The Thai government is violating international trade rules in its anti-dumping action against Russian steel imports, Russian officials and their U.S. attorney say, as Moscow mounts its first test case against a rising tide of steel trade complaints.
Steel is a highly competitive global commodity that oftens becomes the subject of dumping claims, a practice that involves selling abroad at unfairly low prices. If Russia finds its challenge to the Thai complaint successful, it may use the same tactic against dumping charges brought by the United States and other countries.
Gary Horlick, with the Washington law firm of O'Melveny & Myers, is representing three large Russian steelmakers - Severstal, Novolipetsk and Magnitogorsk - in a complaint involving hot-rolled steel coil exports to Thailand filed by Thailand's Sahaviriya, also a steelmaker.
Russian steel is also the target of anti-dumping actions elsewhere in Asia, including Taiwan, India and Indonesia.
The European Union, the United States, Mexico and Chile have also sought to check Russian steel exports.
''What is unusual is the concentrated wave of these moves,'' Mr. Horlick said. ''If they are effective, they would cut off about 1.2 percent of the gross domestic product of Russia. This makes for a big trade war against Russia.''
The GDP is the sum of all goods and services produced in a year.
Mr. Horlick added that Russia has received little detail on the Thai claims, although that is needed to prepare for a formal hearing set in Bangkok for Tuesday.
Alexei Ruzhin, a dispute settlement official of the Ministry of Foreign Economic Relations, met in Bangkok last week with Thai commerce ministry officials. ''What we witnessed was some sort of artillery barrage,'' he said.
Mr. Ruzhin said he gave the Thais detailed data on Russian steel production and pricing and they told him they would provide the amount of imposed duties within a matter of days. ''This didn't happen,'' he added.

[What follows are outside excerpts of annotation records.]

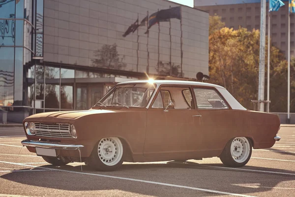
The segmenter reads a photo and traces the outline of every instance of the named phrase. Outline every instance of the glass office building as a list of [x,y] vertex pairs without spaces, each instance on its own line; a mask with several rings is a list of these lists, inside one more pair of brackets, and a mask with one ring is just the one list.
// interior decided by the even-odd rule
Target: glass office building
[[[123,36],[177,6],[180,19]],[[195,80],[208,73],[208,33],[207,13],[165,0],[0,0],[0,107],[21,122],[89,109],[116,83],[147,74]]]

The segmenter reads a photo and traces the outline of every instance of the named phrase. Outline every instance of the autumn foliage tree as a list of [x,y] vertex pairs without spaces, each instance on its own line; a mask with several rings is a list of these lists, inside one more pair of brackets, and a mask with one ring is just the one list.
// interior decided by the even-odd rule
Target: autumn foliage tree
[[[209,82],[224,87],[245,107],[252,109],[251,100],[257,99],[258,90],[260,32],[250,32],[241,27],[237,30],[225,27],[220,17],[216,15],[210,17],[209,23]],[[266,54],[266,100],[267,51]],[[284,54],[273,46],[270,48],[270,111],[285,112],[287,61]],[[295,66],[295,59],[293,62]],[[292,76],[294,78],[295,76]],[[292,95],[295,95],[295,88],[293,83]],[[292,100],[291,111],[295,112],[295,99]]]

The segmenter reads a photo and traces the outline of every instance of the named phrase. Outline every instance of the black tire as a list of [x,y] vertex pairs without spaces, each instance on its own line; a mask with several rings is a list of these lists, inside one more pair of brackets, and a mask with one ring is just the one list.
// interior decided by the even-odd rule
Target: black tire
[[66,160],[63,161],[61,159],[58,158],[57,157],[47,156],[42,156],[42,157],[45,162],[55,166],[65,165],[70,163],[69,161]]
[[[120,140],[118,138],[116,138],[119,140],[119,143],[121,143],[121,148],[122,149],[122,154],[121,157],[119,161],[114,165],[108,165],[105,164],[104,164],[99,156],[98,152],[98,146],[100,144],[100,142],[102,140],[104,139],[111,139],[112,138],[103,138],[99,140],[94,146],[93,149],[88,158],[87,158],[87,161],[86,163],[87,163],[88,165],[89,165],[91,168],[98,170],[98,171],[115,171],[117,170],[119,167],[121,166],[123,162],[123,158],[124,156],[124,147],[123,146],[123,144],[121,143]],[[118,160],[119,158],[118,158]]]
[[248,145],[250,147],[250,149],[249,150],[249,155],[247,157],[246,160],[242,162],[237,162],[233,158],[232,153],[231,152],[231,146],[232,145],[232,143],[234,142],[234,140],[237,138],[235,138],[228,141],[224,147],[222,153],[221,153],[220,156],[219,156],[219,159],[220,159],[220,160],[222,163],[224,164],[224,165],[228,167],[242,167],[247,164],[248,162],[249,162],[249,160],[250,160],[252,155],[253,145],[251,140],[249,140],[246,137],[244,138],[246,139],[244,141],[245,143],[248,144]]

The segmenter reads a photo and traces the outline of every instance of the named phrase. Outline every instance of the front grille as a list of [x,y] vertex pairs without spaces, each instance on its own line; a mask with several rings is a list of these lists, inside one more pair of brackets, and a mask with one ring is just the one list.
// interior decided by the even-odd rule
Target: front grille
[[68,124],[35,123],[36,136],[49,137],[72,138]]

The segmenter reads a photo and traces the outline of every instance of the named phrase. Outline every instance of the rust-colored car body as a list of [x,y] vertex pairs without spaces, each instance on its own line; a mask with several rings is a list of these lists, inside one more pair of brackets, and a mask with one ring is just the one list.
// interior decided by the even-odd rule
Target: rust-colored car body
[[[274,137],[280,125],[277,115],[245,109],[233,109],[234,104],[223,97],[220,86],[177,81],[153,83],[157,88],[146,107],[99,106],[88,110],[31,115],[24,120],[24,125],[26,122],[70,124],[75,126],[78,136],[76,139],[51,138],[30,135],[25,132],[28,140],[82,144],[84,147],[81,149],[81,156],[86,158],[89,157],[100,139],[118,137],[127,148],[124,151],[128,152],[124,161],[134,162],[218,157],[229,140],[238,136],[250,139],[254,149],[270,148],[274,144]],[[214,89],[223,97],[229,107],[226,109],[169,109],[168,112],[152,108],[159,90],[165,86]],[[30,152],[35,152],[34,147],[27,148]],[[73,150],[57,150],[57,154],[73,158],[79,156],[78,151]]]

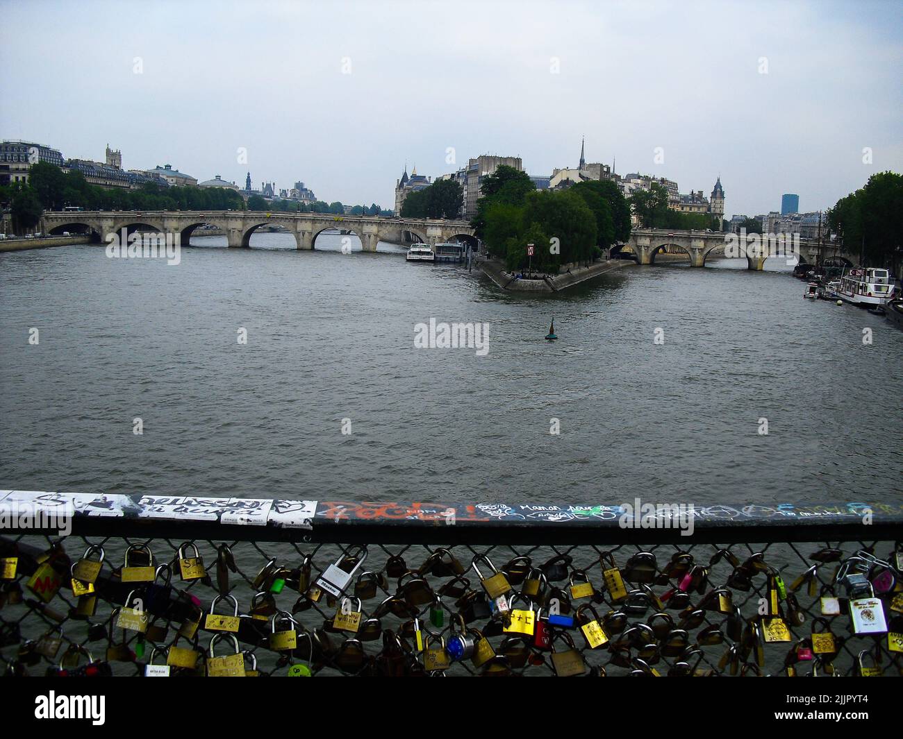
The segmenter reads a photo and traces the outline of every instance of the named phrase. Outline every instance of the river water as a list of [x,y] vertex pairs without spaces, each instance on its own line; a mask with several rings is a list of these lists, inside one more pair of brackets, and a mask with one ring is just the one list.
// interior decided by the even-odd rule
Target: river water
[[[903,499],[903,332],[803,300],[786,264],[631,265],[550,297],[391,245],[343,254],[338,235],[313,252],[280,234],[192,244],[210,248],[172,266],[94,245],[0,254],[0,487]],[[431,318],[489,324],[489,353],[415,348]]]

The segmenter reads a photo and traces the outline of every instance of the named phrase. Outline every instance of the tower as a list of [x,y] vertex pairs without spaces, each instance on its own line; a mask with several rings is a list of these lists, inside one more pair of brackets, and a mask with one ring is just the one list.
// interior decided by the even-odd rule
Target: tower
[[721,177],[718,176],[715,187],[712,190],[712,198],[709,200],[709,213],[717,216],[719,218],[724,217],[724,189],[721,187]]
[[122,152],[119,150],[114,152],[108,143],[107,144],[107,166],[115,167],[117,170],[122,169]]

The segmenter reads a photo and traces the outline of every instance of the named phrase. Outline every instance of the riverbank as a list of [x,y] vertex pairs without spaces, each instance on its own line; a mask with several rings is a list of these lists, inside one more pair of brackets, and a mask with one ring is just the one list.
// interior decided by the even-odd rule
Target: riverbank
[[558,292],[581,282],[585,282],[587,280],[592,280],[600,274],[635,265],[636,263],[632,260],[611,259],[593,263],[589,267],[572,267],[568,272],[554,277],[545,277],[543,280],[520,280],[515,279],[512,273],[503,269],[500,262],[494,259],[480,260],[477,263],[477,266],[482,270],[483,274],[502,290],[518,292]]
[[43,249],[46,246],[68,246],[70,244],[90,244],[90,236],[42,236],[0,241],[0,252],[21,252],[25,249]]

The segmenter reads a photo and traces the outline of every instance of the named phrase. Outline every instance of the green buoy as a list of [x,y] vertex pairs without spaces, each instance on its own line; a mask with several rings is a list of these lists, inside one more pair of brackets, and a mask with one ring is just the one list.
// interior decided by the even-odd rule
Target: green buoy
[[558,338],[558,337],[555,336],[555,318],[553,316],[552,325],[549,327],[549,332],[545,335],[545,340],[554,341],[556,338]]

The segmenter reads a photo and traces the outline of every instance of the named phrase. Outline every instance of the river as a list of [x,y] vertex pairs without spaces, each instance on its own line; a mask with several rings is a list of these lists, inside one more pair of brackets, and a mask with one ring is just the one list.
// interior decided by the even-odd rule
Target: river
[[[352,237],[343,254],[340,238],[298,252],[284,234],[251,249],[199,237],[210,248],[183,248],[178,265],[96,245],[0,254],[0,486],[903,498],[903,332],[803,300],[786,264],[632,265],[525,296],[391,245],[365,254]],[[431,318],[489,324],[489,353],[415,348]]]

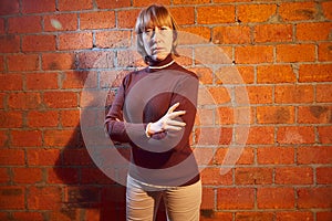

The Thai steelmaker demanded a duty of 90 percent, which was subsequently cut back to 43 percent, Mr. Ruzhin said.
He accused Thailand of protecting Sahaviriya with the anti-dumping complaint. The Thai steelmaker used to import Russian-made hot-rolled coil but now produces its own.
Mr. Horlick and the government in Moscow say this is the first time Russia has mounted a full-scale counterattack in a steel trade case in Asia.
The Thai investigation should be regulated by World Trade Organization rules, even though Russia's WTO application is pending.
Russian mill representatives strongly deny that Russian export prices are below Russian domestic prices, a key dumping test.
Mr. Ruzhin also accused the Thai government of trying to circumvent price-calculation issues by refusing to treat Russia as a market economy for steel.
International trade dispute rules provide different standards in countries where the state is deemed to control production and pricing.
Thai officials in Moscow have acknowledged the difficulty of comparing Russian price data but say the issue must be addressed in Bangkok.